Causal imitation. is_imitable / imitation_backdoor_set decide imitability via the π-backdoor criterion (an observed back-door-admissible set); CausalImitator clones P(A | Z).
Causal curriculum. causal_curriculum orders skills by the causal topological order; PrerequisiteLearner models causally-gated mastery; curriculum_q_learning trains Q-learning through a sequence of subtasks (warm-start transfer), reaching a sparse target that flat learning on the same budget misses.
Causal reward shaping. apply_potential_shaping is policy-invariant for any potential and causal_potential supplies V*, over deterministic tabular MDPs.
Causal games.

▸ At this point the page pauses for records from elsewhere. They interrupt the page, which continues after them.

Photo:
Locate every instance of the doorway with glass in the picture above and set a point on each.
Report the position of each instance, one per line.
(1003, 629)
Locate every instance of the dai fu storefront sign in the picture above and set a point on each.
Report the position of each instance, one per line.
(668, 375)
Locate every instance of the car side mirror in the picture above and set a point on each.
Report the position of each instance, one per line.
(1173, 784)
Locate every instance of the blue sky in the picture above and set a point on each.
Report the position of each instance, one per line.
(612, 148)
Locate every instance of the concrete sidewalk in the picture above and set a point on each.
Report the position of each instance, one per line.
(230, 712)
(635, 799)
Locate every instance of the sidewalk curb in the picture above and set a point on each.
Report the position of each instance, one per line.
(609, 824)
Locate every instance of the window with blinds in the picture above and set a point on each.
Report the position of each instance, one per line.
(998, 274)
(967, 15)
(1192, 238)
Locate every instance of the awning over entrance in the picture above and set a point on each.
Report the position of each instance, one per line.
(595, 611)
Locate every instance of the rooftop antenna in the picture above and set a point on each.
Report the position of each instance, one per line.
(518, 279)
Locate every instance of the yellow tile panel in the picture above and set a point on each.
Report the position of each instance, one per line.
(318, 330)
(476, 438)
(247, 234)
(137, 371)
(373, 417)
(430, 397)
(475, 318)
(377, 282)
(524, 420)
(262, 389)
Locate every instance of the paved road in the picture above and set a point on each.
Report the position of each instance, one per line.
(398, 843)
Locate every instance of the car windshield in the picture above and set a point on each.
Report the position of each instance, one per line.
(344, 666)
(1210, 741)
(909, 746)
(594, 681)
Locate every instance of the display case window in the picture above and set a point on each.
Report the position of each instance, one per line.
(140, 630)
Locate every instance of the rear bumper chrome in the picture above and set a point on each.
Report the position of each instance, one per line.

CausalGame / pure_nash_equilibria represent MACIDs and enumerate pure-strategy Nash equilibria for any number of agents; mixed_nash_equilibria finds all mixed-strategy equilibria of a two-player game exactly by support enumeration (rational arithmetic), and for three or more agents by support enumeration with a numerical Newton solve of the multilinear indifference system — every returned profile is verified to be an ε-Nash equilibrium (no agent gains more than 1e-6 by deviating to a pure action).
Partial-identification / OPE bounds. causal_q_bounds (confounded RL logs) and manski_bounds (observational data) give the sharp no-assumptions Manski interval on a counterfactual mean; ipw_sensitivity_bounds gives the marginal-sensitivity-model (Tan's Γ) interval, collapsing to the IPW point at Γ=1 and containing the truth once Γ exceeds the true confounding odds ratio. Outcomes are assumed bounded; validated against a confounded SCM with a known effect.

Not Yet Claimed¶

Multi-experiment c-factor stitching. Transportability resolves each c-factor from a single domain/experiment; a c-factor identifiable only by combining several experiments (the deepest gID case) is reported non-transportable rather than guessed. Single-domain observational ID (identify_effect), gID (identify_effect_with_experiments), and the multi-domain mz/meta transportability (identify_transport_general) above are implemented and validated.
Score-based causal discovery (GES) and interventional FCI.
Doubly-robust OPE point estimators (the bounds above are partial-identification intervals, not point estimates).
Production-ready deep or offline-RL training integrations.
General statistical guarantees from the maintained toy benchmark environments.

The experimental sensitivity helper lives under causalrl.experimental.ope.